The FDIC’s Dilemma

Pssst? Want to buy a low-interest bond?

That’s basically what the Federal Deposit Insurance Corp. is saying to investors, who are understandably not eager to take them up on the offer. The bonds in question are part of the $114 billion in debt obligations that the agency acquired when it took over the failed Silicon Valley Bank and Signature Bank. Included in that overall foreclosure are $12.7 billion in so-called Ginnie Mae project loans, which were made to developers to build and renovate apartments for low- or moderate-income families.

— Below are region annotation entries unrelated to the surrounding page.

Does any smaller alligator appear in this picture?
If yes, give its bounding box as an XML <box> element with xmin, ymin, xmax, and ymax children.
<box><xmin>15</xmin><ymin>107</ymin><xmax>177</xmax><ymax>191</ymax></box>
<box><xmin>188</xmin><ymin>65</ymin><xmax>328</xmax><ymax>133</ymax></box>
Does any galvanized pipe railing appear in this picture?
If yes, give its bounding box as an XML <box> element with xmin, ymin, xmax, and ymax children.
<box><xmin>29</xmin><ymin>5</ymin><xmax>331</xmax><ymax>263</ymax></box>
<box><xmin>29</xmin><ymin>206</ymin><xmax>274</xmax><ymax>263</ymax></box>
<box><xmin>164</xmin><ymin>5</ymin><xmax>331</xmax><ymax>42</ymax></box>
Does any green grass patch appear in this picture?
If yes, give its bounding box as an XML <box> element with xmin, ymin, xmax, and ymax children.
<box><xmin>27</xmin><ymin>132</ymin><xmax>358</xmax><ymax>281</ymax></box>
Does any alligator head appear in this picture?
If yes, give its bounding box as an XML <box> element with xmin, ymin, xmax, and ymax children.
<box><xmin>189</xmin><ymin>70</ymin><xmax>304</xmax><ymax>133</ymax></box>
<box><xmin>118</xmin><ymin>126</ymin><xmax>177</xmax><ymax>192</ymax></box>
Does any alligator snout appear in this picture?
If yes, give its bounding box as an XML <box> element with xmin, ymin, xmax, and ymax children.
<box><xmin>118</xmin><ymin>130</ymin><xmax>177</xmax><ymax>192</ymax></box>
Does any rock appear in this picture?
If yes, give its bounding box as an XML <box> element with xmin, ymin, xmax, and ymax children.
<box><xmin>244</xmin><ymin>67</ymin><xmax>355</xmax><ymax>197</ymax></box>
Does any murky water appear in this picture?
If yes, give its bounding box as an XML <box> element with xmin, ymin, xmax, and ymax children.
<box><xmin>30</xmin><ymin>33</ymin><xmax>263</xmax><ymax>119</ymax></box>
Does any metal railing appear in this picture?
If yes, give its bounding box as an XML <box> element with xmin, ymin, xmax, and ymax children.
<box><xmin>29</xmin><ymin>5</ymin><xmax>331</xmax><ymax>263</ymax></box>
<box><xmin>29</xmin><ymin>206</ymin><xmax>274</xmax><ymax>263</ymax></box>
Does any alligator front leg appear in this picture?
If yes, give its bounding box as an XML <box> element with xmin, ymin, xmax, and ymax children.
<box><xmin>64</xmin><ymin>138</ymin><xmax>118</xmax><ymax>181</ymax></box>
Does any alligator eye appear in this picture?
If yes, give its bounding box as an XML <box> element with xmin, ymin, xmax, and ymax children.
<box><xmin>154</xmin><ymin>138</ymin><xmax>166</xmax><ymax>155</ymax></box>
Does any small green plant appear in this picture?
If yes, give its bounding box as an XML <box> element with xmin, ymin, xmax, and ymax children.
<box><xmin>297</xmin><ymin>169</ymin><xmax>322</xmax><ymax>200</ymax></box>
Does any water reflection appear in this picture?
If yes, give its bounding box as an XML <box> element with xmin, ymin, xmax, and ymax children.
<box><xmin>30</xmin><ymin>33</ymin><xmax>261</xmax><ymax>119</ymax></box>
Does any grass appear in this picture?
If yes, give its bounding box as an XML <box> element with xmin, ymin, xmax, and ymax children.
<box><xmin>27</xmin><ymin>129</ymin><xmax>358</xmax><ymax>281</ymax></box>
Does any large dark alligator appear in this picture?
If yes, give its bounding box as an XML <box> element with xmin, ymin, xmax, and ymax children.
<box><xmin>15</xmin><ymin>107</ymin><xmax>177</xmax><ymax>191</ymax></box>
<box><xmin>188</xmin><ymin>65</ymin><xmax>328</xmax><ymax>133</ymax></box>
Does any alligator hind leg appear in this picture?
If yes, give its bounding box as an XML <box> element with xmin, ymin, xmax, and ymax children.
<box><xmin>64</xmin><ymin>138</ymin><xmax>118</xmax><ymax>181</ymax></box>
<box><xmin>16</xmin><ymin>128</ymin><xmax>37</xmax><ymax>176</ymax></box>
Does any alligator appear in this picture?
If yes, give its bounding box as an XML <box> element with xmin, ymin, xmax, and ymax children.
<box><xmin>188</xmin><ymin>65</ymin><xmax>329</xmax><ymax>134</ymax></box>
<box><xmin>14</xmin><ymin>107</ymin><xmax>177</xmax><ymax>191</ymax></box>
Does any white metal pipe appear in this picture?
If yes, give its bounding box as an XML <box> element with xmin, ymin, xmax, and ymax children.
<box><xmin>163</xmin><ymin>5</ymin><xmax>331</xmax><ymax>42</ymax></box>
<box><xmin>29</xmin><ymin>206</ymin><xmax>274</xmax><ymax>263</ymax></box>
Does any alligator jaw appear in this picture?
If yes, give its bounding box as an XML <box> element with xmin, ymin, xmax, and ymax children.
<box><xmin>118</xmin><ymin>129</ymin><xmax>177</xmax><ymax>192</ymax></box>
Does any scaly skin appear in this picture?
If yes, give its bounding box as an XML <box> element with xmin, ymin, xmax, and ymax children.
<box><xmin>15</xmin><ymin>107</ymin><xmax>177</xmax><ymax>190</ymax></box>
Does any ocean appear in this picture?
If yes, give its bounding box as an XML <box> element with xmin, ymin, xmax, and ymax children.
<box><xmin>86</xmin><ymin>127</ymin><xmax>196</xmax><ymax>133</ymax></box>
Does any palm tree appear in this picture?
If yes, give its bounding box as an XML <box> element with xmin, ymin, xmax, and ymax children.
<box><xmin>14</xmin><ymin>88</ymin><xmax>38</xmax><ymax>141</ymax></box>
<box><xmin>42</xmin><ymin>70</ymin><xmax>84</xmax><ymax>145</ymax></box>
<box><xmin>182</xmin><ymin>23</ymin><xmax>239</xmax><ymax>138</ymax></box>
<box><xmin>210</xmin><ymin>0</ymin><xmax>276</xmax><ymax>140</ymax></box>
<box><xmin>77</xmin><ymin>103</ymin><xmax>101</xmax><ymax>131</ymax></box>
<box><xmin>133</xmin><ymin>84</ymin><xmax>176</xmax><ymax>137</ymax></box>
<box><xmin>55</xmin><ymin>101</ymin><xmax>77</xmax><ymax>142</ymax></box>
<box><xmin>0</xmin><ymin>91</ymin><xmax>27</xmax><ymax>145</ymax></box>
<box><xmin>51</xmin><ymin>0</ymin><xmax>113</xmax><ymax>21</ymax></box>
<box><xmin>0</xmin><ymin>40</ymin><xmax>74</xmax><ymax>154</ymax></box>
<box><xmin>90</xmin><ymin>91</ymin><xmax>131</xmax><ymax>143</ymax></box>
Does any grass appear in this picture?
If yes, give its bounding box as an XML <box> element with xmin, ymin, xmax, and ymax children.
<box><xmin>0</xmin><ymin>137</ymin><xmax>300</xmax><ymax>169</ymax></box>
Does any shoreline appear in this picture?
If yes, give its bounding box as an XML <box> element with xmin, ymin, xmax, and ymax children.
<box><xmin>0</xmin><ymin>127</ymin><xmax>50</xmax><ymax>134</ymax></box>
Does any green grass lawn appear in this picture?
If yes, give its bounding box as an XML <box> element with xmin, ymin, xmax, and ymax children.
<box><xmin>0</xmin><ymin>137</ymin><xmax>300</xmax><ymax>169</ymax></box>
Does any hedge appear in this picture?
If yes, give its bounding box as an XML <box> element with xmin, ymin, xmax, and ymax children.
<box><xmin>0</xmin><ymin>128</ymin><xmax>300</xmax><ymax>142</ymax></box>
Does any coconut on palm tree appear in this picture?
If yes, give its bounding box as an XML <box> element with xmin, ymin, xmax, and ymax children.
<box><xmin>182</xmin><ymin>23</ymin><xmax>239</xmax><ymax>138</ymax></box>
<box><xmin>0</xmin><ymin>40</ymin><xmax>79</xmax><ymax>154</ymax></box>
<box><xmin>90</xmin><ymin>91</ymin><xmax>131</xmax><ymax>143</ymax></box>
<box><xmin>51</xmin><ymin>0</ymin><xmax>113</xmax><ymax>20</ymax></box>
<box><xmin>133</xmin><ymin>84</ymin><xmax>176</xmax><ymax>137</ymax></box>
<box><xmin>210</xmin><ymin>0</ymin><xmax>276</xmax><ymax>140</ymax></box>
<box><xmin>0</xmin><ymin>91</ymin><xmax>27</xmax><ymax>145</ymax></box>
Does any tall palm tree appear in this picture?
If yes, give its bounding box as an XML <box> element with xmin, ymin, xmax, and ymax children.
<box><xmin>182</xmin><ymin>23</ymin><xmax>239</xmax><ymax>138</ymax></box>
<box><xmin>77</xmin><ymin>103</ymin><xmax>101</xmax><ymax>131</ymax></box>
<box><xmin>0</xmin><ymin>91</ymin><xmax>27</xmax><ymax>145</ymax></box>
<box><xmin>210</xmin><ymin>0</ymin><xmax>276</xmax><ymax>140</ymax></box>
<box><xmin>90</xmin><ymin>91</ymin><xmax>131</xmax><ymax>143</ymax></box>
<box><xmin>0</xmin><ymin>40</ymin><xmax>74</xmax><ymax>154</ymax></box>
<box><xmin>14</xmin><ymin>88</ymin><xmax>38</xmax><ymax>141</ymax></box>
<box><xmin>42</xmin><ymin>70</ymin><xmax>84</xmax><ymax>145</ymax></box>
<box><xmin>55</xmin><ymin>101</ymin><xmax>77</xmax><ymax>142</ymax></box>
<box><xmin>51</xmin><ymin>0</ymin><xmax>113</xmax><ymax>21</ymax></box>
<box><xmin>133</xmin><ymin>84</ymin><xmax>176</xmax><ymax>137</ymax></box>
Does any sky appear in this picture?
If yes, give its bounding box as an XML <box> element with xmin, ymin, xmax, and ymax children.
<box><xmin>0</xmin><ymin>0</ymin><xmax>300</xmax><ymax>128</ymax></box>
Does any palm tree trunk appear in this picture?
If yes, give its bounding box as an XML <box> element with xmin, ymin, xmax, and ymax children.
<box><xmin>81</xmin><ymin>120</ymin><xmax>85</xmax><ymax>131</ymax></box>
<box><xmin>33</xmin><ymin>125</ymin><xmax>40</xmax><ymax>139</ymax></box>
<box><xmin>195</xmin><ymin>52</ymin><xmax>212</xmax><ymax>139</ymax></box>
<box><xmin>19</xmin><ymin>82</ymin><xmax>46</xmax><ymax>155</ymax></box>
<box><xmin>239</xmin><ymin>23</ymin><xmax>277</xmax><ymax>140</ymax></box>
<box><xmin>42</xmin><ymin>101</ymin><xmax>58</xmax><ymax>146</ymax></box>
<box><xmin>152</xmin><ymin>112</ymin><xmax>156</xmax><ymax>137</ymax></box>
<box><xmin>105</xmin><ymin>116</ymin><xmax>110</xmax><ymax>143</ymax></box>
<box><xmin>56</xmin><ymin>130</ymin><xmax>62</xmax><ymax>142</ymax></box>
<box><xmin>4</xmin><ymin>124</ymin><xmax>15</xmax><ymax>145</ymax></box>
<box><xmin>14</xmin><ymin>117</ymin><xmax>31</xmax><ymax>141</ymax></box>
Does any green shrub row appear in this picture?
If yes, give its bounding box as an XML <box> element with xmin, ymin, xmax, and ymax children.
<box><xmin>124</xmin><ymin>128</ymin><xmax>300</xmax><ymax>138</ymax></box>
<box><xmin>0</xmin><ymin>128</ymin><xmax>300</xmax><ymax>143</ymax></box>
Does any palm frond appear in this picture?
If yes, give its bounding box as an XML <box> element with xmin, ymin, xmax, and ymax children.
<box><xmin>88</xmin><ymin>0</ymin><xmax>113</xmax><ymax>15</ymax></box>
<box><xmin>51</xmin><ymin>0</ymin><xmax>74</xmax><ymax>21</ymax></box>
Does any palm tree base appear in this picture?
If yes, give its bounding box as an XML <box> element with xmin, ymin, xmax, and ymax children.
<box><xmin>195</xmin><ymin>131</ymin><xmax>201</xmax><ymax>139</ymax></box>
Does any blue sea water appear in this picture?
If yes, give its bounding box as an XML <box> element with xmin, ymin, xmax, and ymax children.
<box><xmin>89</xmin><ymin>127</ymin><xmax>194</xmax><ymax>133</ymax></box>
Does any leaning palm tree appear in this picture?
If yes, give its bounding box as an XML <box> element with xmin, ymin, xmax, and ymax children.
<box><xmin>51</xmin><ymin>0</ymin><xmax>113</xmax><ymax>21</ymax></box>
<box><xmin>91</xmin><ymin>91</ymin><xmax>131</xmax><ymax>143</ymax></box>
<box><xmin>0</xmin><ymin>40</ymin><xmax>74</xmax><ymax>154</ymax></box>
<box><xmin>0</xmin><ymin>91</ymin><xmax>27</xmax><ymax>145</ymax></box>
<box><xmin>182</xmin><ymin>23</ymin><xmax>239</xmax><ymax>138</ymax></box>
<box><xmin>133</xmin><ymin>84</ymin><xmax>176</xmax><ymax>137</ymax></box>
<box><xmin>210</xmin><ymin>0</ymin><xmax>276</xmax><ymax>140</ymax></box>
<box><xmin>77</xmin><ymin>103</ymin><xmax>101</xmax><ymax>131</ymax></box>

Those developers took out those loans before the recent rise in interest rates, which means they are paying investors (in this case, the government) much lower coupon returns than comparable newly-issued debt.

Bloomberg has reported that the total pool of these project loans is nearly as large as the average yearly issuance for these types of securities, which means that dumping them on the market will shift the supply and demand equation fairly dramatically, further depressing the bonds’ attractiveness in the marketplace. And yet the FDIC doesn’t have a mandate to hold the bonds until maturity. 

What to do? It’s possible that somebody will take these stinkers off the hands of the government. But right now the lesson is that whenever the government has to take over a bank, there’s a good chance the assets it seizes in the process aren’t going to be tremendously valuable. That’s why the banks went under in the first place.